Kassels Regierungschef Dr. Walter Lübcke (65), CDU, wurde gestern im Garten seines Hauses tot aufgefunden. Die Todesursache war ein Kopfschuss, die genauen Umstände sind jedoch unklar. Eine Mordkommission ermittelt derzeit in alle Richtungen (Quelle). In seinem Umfeld und auch öffentlich wird viel Trauer und Entsetzen geäußert. In den rechtsextremen Facebookgruppen, die die Recherchegruppe #DieInsider beobachtet, wird allerdings hämisch gejubelt. Wir haben heute morgen darüber berichtet:

Grausam: So widerlich feiern Rechtsextreme den Mord an Lübcke

Lübcke setzte sich in der Vergangenheit für das Menschenrecht Asyl ein und verurteilte Rechtsextremismus und Fremdenfeindlichkeit. Bei einer Bürgerversammlung zu einer Erstaufnahmeeinrichtung 2015 entgegnete er empörten Zwischenrufern, die zum Teil aus dem Pegida-Umfeld stammten, Deutschland beruhe auf christlichen Werten wie der Hilfe in Not und fügte hinzu: „Wer diese Werte nicht vertritt, kann dieses Land jederzeit verlassen, wenn er nicht einverstanden ist. Das ist die Freiheit eines jeden Deutschen.“

Seit dem ist er ein beliebtes Hassobjekt der extremen Rechten. So berichtete seinerzeit ein rechtsextremer Blog ohne Impressum über jene Rede. Der Artikel bezeichnete Lübcke als „Volksverräter“. Die anscheinend nicht moderierte Kommentarspalte auf der Seite enthält das übliche Sammelsurium an Hass, Hetze und Mord- und Gewaltdrohungen. Hier ein kleiner Ausschnitt davon:



Privatadresse veröffentlicht

Was auffällt: Mehrfach wird nicht nur seine Email-Adresse veröffentlicht, mit der Aufforderung ihm zu schreiben (und es sind nachweislich viele Morddrohungen eingegangen, die zu Polizeischutz für Lübcke führten), sondern auch seine Privatadresse wird mehrfach geteilt. Teilweise sogar mit indirekten Aufforderungen.

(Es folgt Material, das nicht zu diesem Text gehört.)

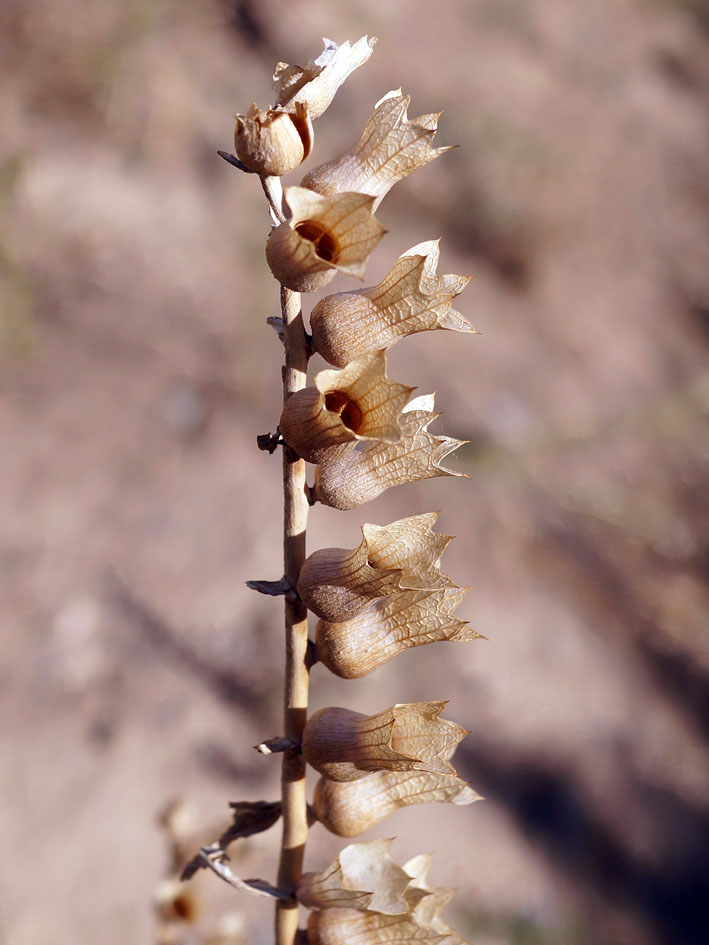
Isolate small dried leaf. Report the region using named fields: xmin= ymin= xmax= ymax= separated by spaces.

Noch einmal: Zum jetzigen Zeitpunkt ist unklar, was passiert ist. Es gibt keinen Anzeichen für Suizid, aber wer und unter welchen Umständen Lübcke getötet hat, ist nicht bekannt. Dieser Artikel soll auch nicht unterstellen, dass der Täter hierüber die Privatadresse herausgefunden hat. Die Beiträge sind schließlich schon 3,5 Jahre alt. Diese Kommentare müssen rein gar nichts mit der Tötung zu tun haben. Doch gerade in Anbetracht dessen, dass das eine Möglichkeit ist, sollte so eine Verbreitung von Privatadressen zusammen mit Drohungen unterlassen werden. Eben damit nicht doch so ein Fall eintritt.

Nicht nur wird durch so eine Sprache die Grenzen des Sagbaren verschoben, sondern durch die systematische Entmenschlichung auch das Machbare. Und: Welchen anderen Zweck soll die Verbreitung der Privatadresse denn haben, wenn nicht, um irgendeine Form der Drohung oder Straftat zu begehen? Rechtsextreme fertigen seit Langem „Todeslisten“ an, oder verschicken reihenweise Bombendrohungen wie im Fall des „NSU 2.0“. Hass plus ein auffindbares Ziel sind eine gefährliche Mischung. Das trifft auch auf andere zu.

Jeder soll kritisiert werden können, aber das Anprangern von Leuten, erst Recht mit privaten Adressen ist ein Unding, das viel härter geahndet werden sollte. Eben weil es so gefährlich werden kann. Diese Kommentare und die Tötung Lübckes stehen vermutlich in keinem Zusammenhang, doch es ist nicht auszuschließen, dass so eine gewaltbereite Hasskultur irgendwann einmal tödlich enden könnte. Ob das beim verstorbenen Lübcke der Fall ist, muss sich erst noch zeigen. Bis jetzt gibt es noch keine Hinweise.